Galanwe · on June 19, 2022

> once I've made an S3 endpoint in my VPC, it can be used to access any bucket. So... it seems like it could be used just as easily to exfiltrate data?

On the contrary, and that is one of the strong points of using VPC endpoints. You can whitelister the buckets that are accessible through the endpoints, which means it is in fact the only way to prevent data exfiltration.

barefeg · on June 19, 2022

Is it possible to do this in EKS?

calgoo · on June 19, 2022

There is a aws doc on their page somewhere where they explain how to setup eks on private vpc subnets and using the endpoints to to access the needed aws services.

Edit, link: https://docs.aws.amazon.com/eks/latest/userguide/private-clu...

abofh · on June 19, 2022

Strictly speaking yes, but there are limitations depending on what you do - you can't, for example, do route53 or ACM API's via private link (private-CA does, but not the general purpose CA) - so things like external-dns and the ACK ALB+Certificate configuration can't work via auto discovery without NAT or being on a public instance.

But EKS by itself, you can absolutely do with private subnets and private link API's.
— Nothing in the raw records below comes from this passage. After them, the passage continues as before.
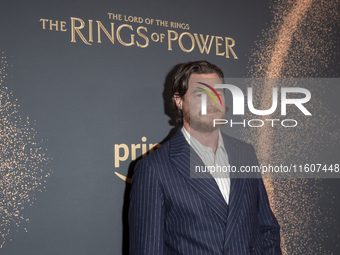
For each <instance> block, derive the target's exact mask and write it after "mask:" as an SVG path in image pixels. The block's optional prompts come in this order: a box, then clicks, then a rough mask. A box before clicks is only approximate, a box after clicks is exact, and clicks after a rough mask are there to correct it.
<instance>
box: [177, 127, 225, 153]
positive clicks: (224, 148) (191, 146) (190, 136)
mask: <svg viewBox="0 0 340 255" xmlns="http://www.w3.org/2000/svg"><path fill="white" fill-rule="evenodd" d="M181 131H182V133H183V135H184V137H185V140H186V141H187V142H188V143H189V145H190V146H191V147H193V148H194V149H195V151H196V152H197V153H198V154H199V156H201V155H200V154H201V153H200V152H203V151H206V152H207V151H212V149H211V148H210V147H207V146H204V145H203V144H201V143H200V142H199V141H197V140H196V139H195V138H194V137H192V136H191V135H190V134H189V132H188V131H187V130H186V129H185V127H184V126H183V127H182V129H181ZM219 148H220V149H222V151H224V153H227V152H226V150H225V147H224V143H223V138H222V134H221V130H218V144H217V150H218V149H219Z"/></svg>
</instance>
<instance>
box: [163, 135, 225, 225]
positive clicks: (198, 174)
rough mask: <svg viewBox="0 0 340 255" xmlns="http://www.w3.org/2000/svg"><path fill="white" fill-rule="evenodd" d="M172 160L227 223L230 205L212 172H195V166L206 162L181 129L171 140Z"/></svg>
mask: <svg viewBox="0 0 340 255" xmlns="http://www.w3.org/2000/svg"><path fill="white" fill-rule="evenodd" d="M169 146H170V155H169V156H170V161H171V163H172V164H173V165H174V166H175V167H176V169H177V170H178V171H179V172H180V173H181V174H182V175H183V177H184V178H185V179H186V181H187V182H188V184H189V185H190V186H192V187H193V188H194V189H195V190H196V191H197V192H198V194H199V195H200V197H201V198H202V199H203V200H204V201H205V202H206V203H207V204H208V205H209V206H210V207H211V208H212V209H213V210H214V211H215V212H216V214H217V215H219V216H220V217H221V219H222V220H223V221H224V222H225V223H226V222H227V215H228V205H227V203H226V202H225V200H224V198H223V196H222V194H221V191H220V189H219V188H218V186H217V183H216V181H215V179H214V178H212V176H211V174H210V173H207V172H206V173H202V172H201V173H199V174H197V173H196V172H195V166H204V163H203V162H202V160H201V159H200V157H199V156H198V155H197V154H196V153H195V151H194V150H192V151H190V149H191V147H190V145H189V144H188V142H187V141H186V140H185V138H184V136H183V134H182V132H181V130H180V129H179V130H178V131H177V133H176V135H175V136H174V137H173V138H172V139H171V140H170V144H169ZM190 173H191V176H190Z"/></svg>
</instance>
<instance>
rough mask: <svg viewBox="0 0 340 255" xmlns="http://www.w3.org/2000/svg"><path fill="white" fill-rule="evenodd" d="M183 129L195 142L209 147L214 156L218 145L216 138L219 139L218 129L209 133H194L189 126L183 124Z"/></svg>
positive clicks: (191, 129) (217, 139) (207, 146)
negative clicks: (193, 138)
mask: <svg viewBox="0 0 340 255" xmlns="http://www.w3.org/2000/svg"><path fill="white" fill-rule="evenodd" d="M183 126H184V128H185V130H186V131H187V132H188V133H189V134H190V135H191V136H192V137H193V138H195V139H196V140H197V141H199V142H200V143H201V144H203V145H204V146H206V147H210V148H211V149H212V150H213V152H214V154H215V152H216V150H217V145H218V137H219V129H216V130H214V131H213V132H211V133H202V132H199V131H196V130H194V129H192V128H190V125H188V124H187V123H185V122H184V125H183Z"/></svg>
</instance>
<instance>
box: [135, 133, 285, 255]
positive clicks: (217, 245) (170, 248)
mask: <svg viewBox="0 0 340 255" xmlns="http://www.w3.org/2000/svg"><path fill="white" fill-rule="evenodd" d="M223 141H224V145H225V149H226V151H227V153H228V156H229V163H230V165H231V166H236V167H237V168H239V167H240V166H246V165H258V162H257V158H256V155H255V151H254V149H253V147H252V146H251V145H249V144H247V143H244V142H242V141H240V140H237V139H235V138H232V137H230V136H227V135H225V134H223ZM191 157H192V159H191V160H193V156H192V155H191ZM192 162H193V161H192ZM194 162H196V163H195V164H197V165H201V166H204V164H203V162H202V161H201V160H200V159H199V157H198V156H197V157H196V158H194ZM209 175H210V174H209ZM231 177H237V176H235V175H234V176H233V175H231ZM229 201H230V204H229V213H228V205H227V204H226V202H225V200H224V199H223V196H222V194H221V192H220V190H219V188H218V186H217V184H216V181H215V180H214V179H213V178H203V179H202V178H190V145H189V144H188V143H187V141H186V140H185V138H184V136H183V134H182V132H181V131H180V130H179V131H178V132H177V133H176V135H175V136H174V137H173V138H171V139H170V140H169V141H168V142H166V143H164V144H163V145H162V146H161V147H160V148H159V149H157V150H156V151H155V152H153V153H151V154H150V155H148V156H147V157H145V158H144V159H142V160H140V161H139V162H138V163H137V165H136V168H135V171H134V174H133V177H132V187H131V193H130V207H129V233H130V248H129V251H130V254H131V255H134V254H136V255H163V254H164V255H170V254H171V255H172V254H174V255H175V254H176V255H177V254H181V255H215V254H216V255H217V254H219V255H222V254H231V255H245V254H275V255H276V254H281V249H280V227H279V225H278V223H277V221H276V219H275V217H274V215H273V213H272V211H271V209H270V206H269V201H268V197H267V193H266V190H265V187H264V185H263V181H262V179H261V178H247V179H245V178H242V179H241V178H232V179H231V190H230V199H229Z"/></svg>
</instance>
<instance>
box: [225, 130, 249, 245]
mask: <svg viewBox="0 0 340 255" xmlns="http://www.w3.org/2000/svg"><path fill="white" fill-rule="evenodd" d="M223 142H224V147H225V149H226V151H227V153H228V158H229V164H230V166H235V167H236V169H237V170H239V169H240V167H241V166H242V165H244V164H245V162H246V161H247V158H246V157H245V156H244V153H243V150H242V148H241V147H240V145H239V144H238V143H236V142H235V140H234V139H233V138H231V137H229V136H227V135H225V134H223ZM230 176H231V179H230V181H231V187H230V198H229V201H230V203H229V214H228V219H227V228H226V232H225V240H224V243H225V245H226V244H228V243H229V240H230V237H231V236H232V233H233V232H234V231H235V226H236V225H237V222H238V220H237V218H238V216H239V215H240V210H241V205H242V202H243V197H244V194H245V192H244V190H245V184H246V179H245V178H237V177H240V176H238V174H237V173H231V175H230Z"/></svg>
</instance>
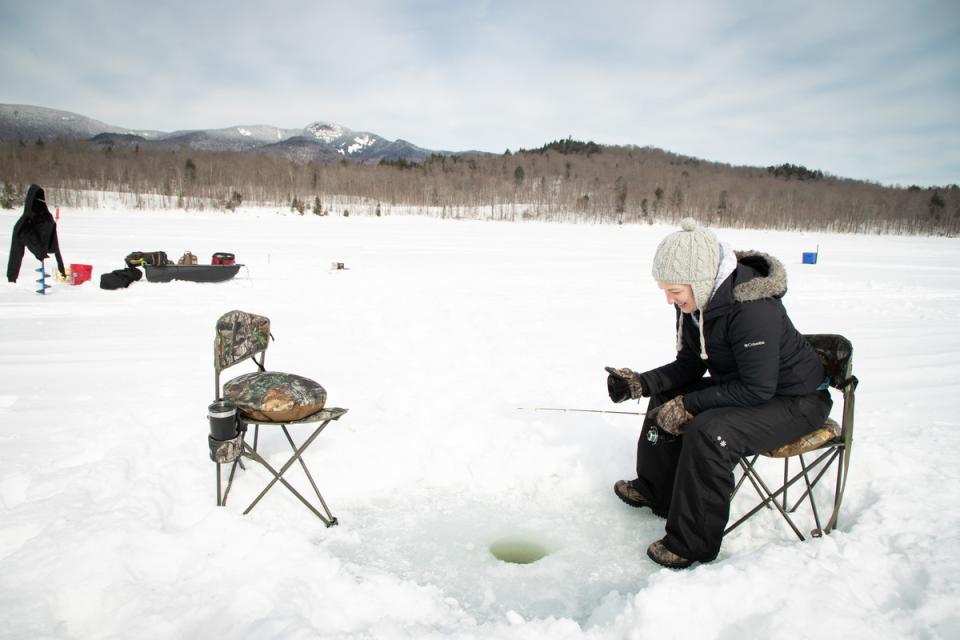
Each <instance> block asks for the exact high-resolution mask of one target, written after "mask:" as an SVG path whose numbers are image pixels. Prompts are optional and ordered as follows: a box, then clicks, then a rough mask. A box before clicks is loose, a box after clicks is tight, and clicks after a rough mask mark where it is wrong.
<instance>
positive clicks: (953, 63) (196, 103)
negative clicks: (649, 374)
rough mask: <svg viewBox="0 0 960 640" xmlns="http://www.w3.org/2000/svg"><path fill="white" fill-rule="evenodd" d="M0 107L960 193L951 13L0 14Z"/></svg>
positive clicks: (141, 123) (599, 0)
mask: <svg viewBox="0 0 960 640" xmlns="http://www.w3.org/2000/svg"><path fill="white" fill-rule="evenodd" d="M0 51H2V53H3V62H2V65H0V103H13V104H33V105H40V106H44V107H51V108H55V109H63V110H66V111H72V112H75V113H79V114H82V115H85V116H89V117H91V118H95V119H97V120H101V121H104V122H107V123H109V124H113V125H117V126H122V127H130V128H131V129H158V130H161V131H174V130H178V129H207V128H222V127H228V126H233V125H241V124H269V125H276V126H279V127H284V128H299V127H303V126H305V125H307V124H309V123H311V122H315V121H318V120H325V121H331V122H336V123H339V124H342V125H344V126H346V127H349V128H351V129H356V130H364V131H371V132H374V133H377V134H379V135H381V136H383V137H385V138H389V139H396V138H403V139H405V140H409V141H411V142H413V143H414V144H417V145H419V146H422V147H427V148H430V149H445V150H467V149H479V150H483V151H493V152H496V153H502V152H503V151H504V150H505V149H508V148H509V149H511V150H517V149H518V148H521V147H523V148H532V147H537V146H540V145H542V144H543V143H545V142H548V141H551V140H555V139H558V138H565V137H567V136H572V137H574V138H576V139H583V140H594V141H596V142H601V143H606V144H634V145H639V146H647V145H650V146H655V147H660V148H663V149H667V150H669V151H673V152H676V153H681V154H686V155H692V156H696V157H699V158H704V159H707V160H714V161H719V162H727V163H731V164H744V165H757V166H766V165H770V164H780V163H784V162H792V163H795V164H803V165H805V166H807V167H808V168H812V169H820V170H822V171H824V172H827V173H831V174H835V175H839V176H843V177H851V178H859V179H866V180H872V181H876V182H880V183H883V184H903V185H909V184H920V185H938V184H949V183H960V124H958V120H960V0H862V1H861V0H857V1H845V0H829V1H821V0H812V1H811V0H804V1H803V2H796V0H793V1H790V2H777V1H775V0H766V1H741V2H737V1H729V0H716V1H708V0H701V1H687V2H685V1H679V0H675V1H670V2H667V1H665V2H659V1H657V2H650V1H643V0H634V1H627V0H623V1H607V0H581V1H579V2H567V1H565V0H555V1H544V2H533V1H531V2H524V1H523V0H515V1H510V0H489V1H473V2H456V1H454V0H448V1H444V0H420V1H415V0H392V1H391V0H383V1H376V0H373V1H366V0H352V1H349V2H327V1H324V0H314V1H307V0H302V1H290V2H285V1H283V0H273V1H271V2H249V1H243V0H231V1H229V2H228V1H204V0H188V1H180V0H162V1H156V0H154V1H151V2H140V1H135V0H124V1H113V2H109V1H100V2H93V1H86V2H85V1H83V0H72V1H69V0H51V1H47V0H32V1H29V2H28V1H26V0H0Z"/></svg>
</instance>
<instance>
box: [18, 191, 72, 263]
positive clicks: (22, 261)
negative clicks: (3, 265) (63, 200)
mask: <svg viewBox="0 0 960 640" xmlns="http://www.w3.org/2000/svg"><path fill="white" fill-rule="evenodd" d="M25 248H26V249H29V250H30V253H32V254H33V255H34V256H36V258H37V260H43V259H45V258H46V257H47V256H48V255H49V254H51V253H52V254H54V255H55V256H56V257H57V270H58V271H59V272H60V274H61V275H64V273H65V271H64V268H63V258H62V257H61V256H60V241H59V240H58V239H57V223H56V221H55V220H54V219H53V215H51V213H50V210H49V209H48V208H47V203H46V198H45V197H44V193H43V188H42V187H40V186H39V185H35V184H32V185H30V188H29V189H27V197H26V199H25V200H24V202H23V215H21V216H20V219H19V220H17V222H16V224H15V225H14V226H13V239H12V241H11V243H10V260H9V261H8V262H7V280H8V281H10V282H16V281H17V276H19V275H20V263H21V262H23V251H24V249H25Z"/></svg>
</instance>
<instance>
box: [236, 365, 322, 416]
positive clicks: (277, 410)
mask: <svg viewBox="0 0 960 640" xmlns="http://www.w3.org/2000/svg"><path fill="white" fill-rule="evenodd" d="M223 397H224V399H225V400H230V401H232V402H233V403H234V404H236V405H237V409H239V411H240V413H241V414H242V415H243V416H244V417H246V418H249V419H251V420H263V421H264V422H292V421H295V420H301V419H303V418H306V417H307V416H311V415H313V414H314V413H317V412H318V411H320V410H321V409H323V405H324V403H325V402H326V401H327V392H326V390H324V388H323V387H321V386H320V385H319V384H318V383H316V382H314V381H313V380H311V379H309V378H304V377H303V376H298V375H296V374H293V373H281V372H279V371H257V372H254V373H247V374H244V375H242V376H239V377H236V378H234V379H233V380H230V381H229V382H227V383H226V384H225V385H223Z"/></svg>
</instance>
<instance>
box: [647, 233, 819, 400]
mask: <svg viewBox="0 0 960 640" xmlns="http://www.w3.org/2000/svg"><path fill="white" fill-rule="evenodd" d="M736 255H737V267H736V269H735V270H734V272H733V273H732V274H730V276H729V277H727V279H726V280H724V281H723V283H722V284H721V285H720V286H719V287H718V288H717V290H716V291H715V292H714V294H713V297H712V298H711V299H710V302H709V303H708V304H707V308H706V309H705V310H704V312H703V318H702V322H703V323H704V326H703V334H704V340H705V346H706V352H707V360H703V359H701V357H700V330H699V327H698V326H697V324H696V322H695V321H694V319H693V317H692V314H683V318H682V319H681V320H680V322H682V323H683V325H682V326H683V331H682V333H683V336H682V346H681V348H680V351H678V352H677V358H676V360H674V361H673V362H671V363H670V364H667V365H664V366H662V367H658V368H656V369H652V370H650V371H647V372H645V373H642V374H640V378H641V380H642V381H643V390H644V395H648V396H649V395H654V394H657V393H661V392H664V391H669V390H671V389H675V388H678V387H682V386H684V385H687V384H690V383H692V382H694V381H695V380H698V379H700V378H701V377H703V375H704V373H707V372H708V373H709V374H710V378H711V380H712V382H713V383H714V384H712V385H711V386H709V387H708V388H706V389H703V390H701V391H694V392H690V393H688V394H686V395H684V397H683V404H684V407H686V409H687V411H689V412H690V413H692V414H694V415H696V414H697V413H700V412H701V411H705V410H707V409H713V408H716V407H748V406H754V405H758V404H762V403H764V402H766V401H767V400H769V399H770V398H772V397H773V396H775V395H786V396H799V395H806V394H808V393H813V392H814V391H816V389H817V387H819V386H820V385H821V383H822V382H823V380H824V372H823V365H822V364H821V363H820V358H819V357H818V356H817V353H816V352H815V351H814V350H813V347H811V346H810V345H809V344H808V343H807V341H806V339H805V338H804V337H803V335H802V334H801V333H800V332H799V331H797V330H796V328H794V326H793V323H792V322H791V321H790V318H789V317H788V316H787V311H786V309H784V307H783V303H782V302H781V301H780V298H781V297H783V295H784V294H785V293H786V291H787V276H786V270H785V269H784V268H783V265H782V264H781V263H780V261H779V260H777V259H776V258H774V257H773V256H769V255H767V254H763V253H759V252H755V251H738V252H736ZM677 314H678V316H679V315H680V314H681V312H680V309H679V308H677ZM698 315H699V314H698Z"/></svg>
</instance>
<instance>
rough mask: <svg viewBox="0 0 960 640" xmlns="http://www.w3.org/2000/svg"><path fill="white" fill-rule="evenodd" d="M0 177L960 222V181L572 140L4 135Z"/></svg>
mask: <svg viewBox="0 0 960 640" xmlns="http://www.w3.org/2000/svg"><path fill="white" fill-rule="evenodd" d="M0 181H2V185H3V186H2V193H0V206H3V207H8V208H9V207H17V206H20V204H21V203H22V193H23V191H24V190H25V188H26V186H27V185H28V184H30V183H31V182H36V183H39V184H42V185H43V186H44V187H45V188H47V190H48V192H49V193H51V195H52V196H55V197H56V198H59V200H56V201H57V202H58V203H62V204H64V205H67V206H90V205H91V204H92V203H95V202H97V201H98V197H99V196H98V194H103V193H108V192H111V193H112V192H118V193H119V194H120V195H121V200H122V202H124V203H125V204H128V205H129V206H134V207H145V206H151V207H154V206H158V203H159V206H161V207H170V208H174V207H176V208H184V209H201V208H202V209H206V208H216V209H235V208H236V207H238V206H241V205H242V204H260V205H272V206H283V207H291V208H293V209H294V210H296V211H298V212H299V213H303V214H304V215H307V214H316V215H344V211H349V212H352V213H354V214H360V215H389V214H390V212H391V210H392V209H394V208H398V209H399V208H401V207H402V208H403V209H404V210H405V211H410V210H411V209H412V210H413V211H415V212H419V213H422V214H424V215H434V216H442V217H464V218H492V219H498V220H550V221H565V222H580V223H583V222H588V223H621V224H624V223H627V224H629V223H653V222H671V223H672V222H676V221H678V220H679V219H680V218H683V217H686V216H693V217H695V218H697V219H699V220H701V221H703V222H706V223H710V224H714V225H716V226H723V227H745V228H769V229H798V230H826V231H839V232H862V233H863V232H865V233H895V234H902V233H906V234H938V235H951V236H953V235H957V234H958V232H960V188H958V187H957V185H948V186H945V187H938V188H920V187H916V186H910V187H906V188H904V187H888V186H882V185H879V184H875V183H870V182H863V181H856V180H847V179H841V178H837V177H834V176H830V175H826V174H823V173H822V172H820V171H818V170H811V169H807V168H806V167H802V166H797V165H792V164H784V165H781V166H779V167H767V168H760V167H735V166H730V165H726V164H721V163H714V162H707V161H703V160H698V159H695V158H689V157H685V156H680V155H676V154H672V153H669V152H666V151H663V150H660V149H655V148H651V147H643V148H639V147H609V146H600V145H597V144H595V143H592V142H590V143H584V142H579V141H574V140H570V139H567V140H560V141H556V142H551V143H548V144H546V145H544V146H543V147H540V148H539V149H533V150H520V151H517V152H515V153H512V152H510V151H509V150H507V151H506V152H504V153H503V154H500V155H496V154H487V155H470V156H446V155H434V156H431V157H430V158H428V159H426V160H424V161H422V162H412V161H408V160H398V161H383V162H380V163H378V164H356V163H351V162H347V161H343V162H338V163H332V164H323V163H317V162H308V163H302V162H296V161H292V160H288V159H284V158H281V157H278V156H274V155H267V154H256V153H235V152H216V153H215V152H203V151H197V150H192V149H188V148H182V149H179V150H158V149H149V148H140V147H138V146H136V145H132V146H101V145H98V144H95V143H92V142H84V141H62V140H54V141H47V142H45V143H44V142H43V141H39V140H38V141H37V142H35V143H24V142H15V141H14V142H0ZM348 206H349V207H350V208H349V209H347V208H346V207H348Z"/></svg>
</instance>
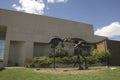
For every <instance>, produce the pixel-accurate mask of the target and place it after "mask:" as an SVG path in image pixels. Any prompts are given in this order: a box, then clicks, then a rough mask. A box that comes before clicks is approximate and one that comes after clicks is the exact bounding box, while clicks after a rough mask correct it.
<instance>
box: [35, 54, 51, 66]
mask: <svg viewBox="0 0 120 80" xmlns="http://www.w3.org/2000/svg"><path fill="white" fill-rule="evenodd" d="M33 62H34V64H37V65H39V67H49V65H50V64H51V63H52V59H51V58H49V57H47V56H41V57H35V58H33Z"/></svg>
x3n0ph3n3 · on June 19, 2022

VPC Endpoints are not free, and if you use enough different AWS services, the cost starts to really go up.

WatchDog · on June 19, 2022

Misleading title, VPC endpoints aren’t a replacement for NAT gateways. Traffic destined for certain AWS services can be offloaded to a VPC endpoint, when it otherwise may have been routed via your NAT gateway.

However you still need something to do NAT if you are running an ipv4 private network and need to access the internet

nine_k · on June 19, 2022

You may not need a NAT proper if all you expose / do is HTTP requests.

Run a proxy / LB on an instance that has a public IPv4 and a VPC network interface. Don't NAT or route between these networks, just let the proxy listen on the public interface, and contact the backend servers on the private interface.

sigstoat · on June 19, 2022

as you note they’re only available for some services, and sometimes only partially for a service.

check the docs very carefully before getting your hopes up about dropping the bar gateways.